Discoveries of rich resources, whether diamonds, oil or gold, often prompt great economic booms but come with great risk of environmental, health and social problems. Chile, one of the wealthiest nations in Latin America, is the world's largest copper exporter, deriving a third of its income from the metal. Peru, with one of the fastest growing economies in the world, has privatized most of its mines in recent years, and now gets about 20 percent of its total revenues from the industry.

Though the contractual terms are generous for Haiti, there is plenty to be cautious about. Haiti's government is repeatedly rated as one of the most corrupt in the world. The mines would ostensibly be regulated by government officials responsible for enforcing environmental, mining and corporate laws, but at this point those officials don't exist and there are neither plans nor budgets to hire them.

Further, open pit mines, common around the world, are crater-like holes made up of a series of massive terraced steps that drop thousands of feet into the ground. When the resources are exhausted, usually after about 25 years, the pits can be refilled or converted into reservoirs. In many cases, the mines leave serious problems — environmental contamination, displaced communities and mountaintops torn asunder.

From Papua New Guinea to the Philippines to Brazil, mining accidents have allowed tons of waste to be spilled into rivers and lakes, creating environmental disasters.

"In low-income countries, the dangers are substantial," said UCLA political science professor Michael Ross. "The great irony of mineral wealth is that those countries that most desperately need infusions of mineral revenue — low-income countries with weak governments — are also least likely to manage these resources wisely, for the benefit of the country.

Already, the hundreds of jobs, the new roads and the community investment in a country where two out of three people have no formal employment is much appreciated.

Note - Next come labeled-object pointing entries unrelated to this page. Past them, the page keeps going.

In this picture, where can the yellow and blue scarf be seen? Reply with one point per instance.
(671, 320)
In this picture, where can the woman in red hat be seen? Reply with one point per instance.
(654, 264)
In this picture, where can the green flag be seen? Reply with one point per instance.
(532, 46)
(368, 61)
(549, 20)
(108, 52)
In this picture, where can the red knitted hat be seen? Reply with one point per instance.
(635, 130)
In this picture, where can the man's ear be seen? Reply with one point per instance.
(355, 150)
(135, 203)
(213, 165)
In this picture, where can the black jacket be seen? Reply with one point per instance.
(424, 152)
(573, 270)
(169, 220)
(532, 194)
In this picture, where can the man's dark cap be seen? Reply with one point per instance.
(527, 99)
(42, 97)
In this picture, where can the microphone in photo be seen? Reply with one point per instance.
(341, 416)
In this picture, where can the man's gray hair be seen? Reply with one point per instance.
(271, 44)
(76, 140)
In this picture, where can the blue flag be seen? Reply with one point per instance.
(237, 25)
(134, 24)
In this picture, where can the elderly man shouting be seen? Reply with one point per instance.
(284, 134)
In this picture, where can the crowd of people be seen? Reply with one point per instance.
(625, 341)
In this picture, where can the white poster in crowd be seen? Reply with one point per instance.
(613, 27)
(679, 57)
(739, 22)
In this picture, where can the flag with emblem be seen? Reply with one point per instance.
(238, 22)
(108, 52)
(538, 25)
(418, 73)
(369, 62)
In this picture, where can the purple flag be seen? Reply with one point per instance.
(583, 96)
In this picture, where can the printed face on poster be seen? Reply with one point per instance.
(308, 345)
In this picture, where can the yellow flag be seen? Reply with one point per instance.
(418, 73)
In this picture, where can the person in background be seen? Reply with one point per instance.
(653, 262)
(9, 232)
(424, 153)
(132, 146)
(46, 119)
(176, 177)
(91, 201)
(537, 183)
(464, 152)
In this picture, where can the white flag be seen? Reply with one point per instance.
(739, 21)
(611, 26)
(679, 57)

Stone cutter Joseph Bernard, 47, says that before he got a job slicing rock samples, his family was going hungry. They had one cow. Their peanut and bean fields had gone to dust after months without rain.

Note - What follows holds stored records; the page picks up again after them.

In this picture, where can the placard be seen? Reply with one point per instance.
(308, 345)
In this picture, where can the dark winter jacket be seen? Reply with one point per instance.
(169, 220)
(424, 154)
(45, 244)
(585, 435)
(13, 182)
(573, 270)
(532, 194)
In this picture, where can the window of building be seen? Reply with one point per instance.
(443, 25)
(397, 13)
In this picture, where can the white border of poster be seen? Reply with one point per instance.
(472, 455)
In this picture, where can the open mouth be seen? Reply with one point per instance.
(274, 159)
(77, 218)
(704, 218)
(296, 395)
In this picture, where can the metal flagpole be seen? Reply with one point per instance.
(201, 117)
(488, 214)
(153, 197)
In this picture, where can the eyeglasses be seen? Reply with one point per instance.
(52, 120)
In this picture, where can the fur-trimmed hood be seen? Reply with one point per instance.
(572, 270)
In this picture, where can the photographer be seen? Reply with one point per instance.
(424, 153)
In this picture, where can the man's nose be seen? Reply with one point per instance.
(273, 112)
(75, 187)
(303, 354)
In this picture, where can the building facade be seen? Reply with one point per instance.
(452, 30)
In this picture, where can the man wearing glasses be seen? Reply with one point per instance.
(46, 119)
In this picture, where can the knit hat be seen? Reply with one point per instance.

Today, his wife has launched a business selling seeds, and his son and two daughters have started school.

"I found a job, but many didn't," he said, wiping a trickle of sweat from his deeply lined cheeks after a recent shift. "If more companies come, more people will work."

In a sleepy exploration camp at sunset, Hachey and his competitor, Daven Mashburn of Newmont Mining Corp., met to talk business over bottles of Haiti's Prestige beer, bumping fists in the low-germ "cholera handshake" that has replaced the traditional palm grip after last year's deadly epidemic.

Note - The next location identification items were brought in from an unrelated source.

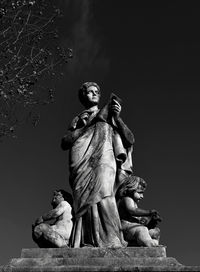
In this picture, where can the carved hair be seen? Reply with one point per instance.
(129, 185)
(83, 89)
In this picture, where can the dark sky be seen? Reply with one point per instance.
(150, 57)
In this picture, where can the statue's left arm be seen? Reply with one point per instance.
(125, 133)
(52, 214)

The men talked labor — Newmont got 10,000 applications for 100 jobs when one project started up last month. They talked logistics — core samples are sliced in half, bagged, and flown to Santiago, Chile, where it takes 21 days to find out how much gold, silver or copper they contain. They talked hurricanes, cholera, political unrest and, yes, the earthquake — Mashburn spent four hours buried under piles of rock in Port-au- Prince, eventually pulled out with fractures from head to toe.

But mostly they talked about gold.

"Of all the places we work in the world," said Mashburn, whose company has operations in eight countries on five continents, "it would be really most satisfying to have success here. Haiti has great mineral wealth, and they surely could use it."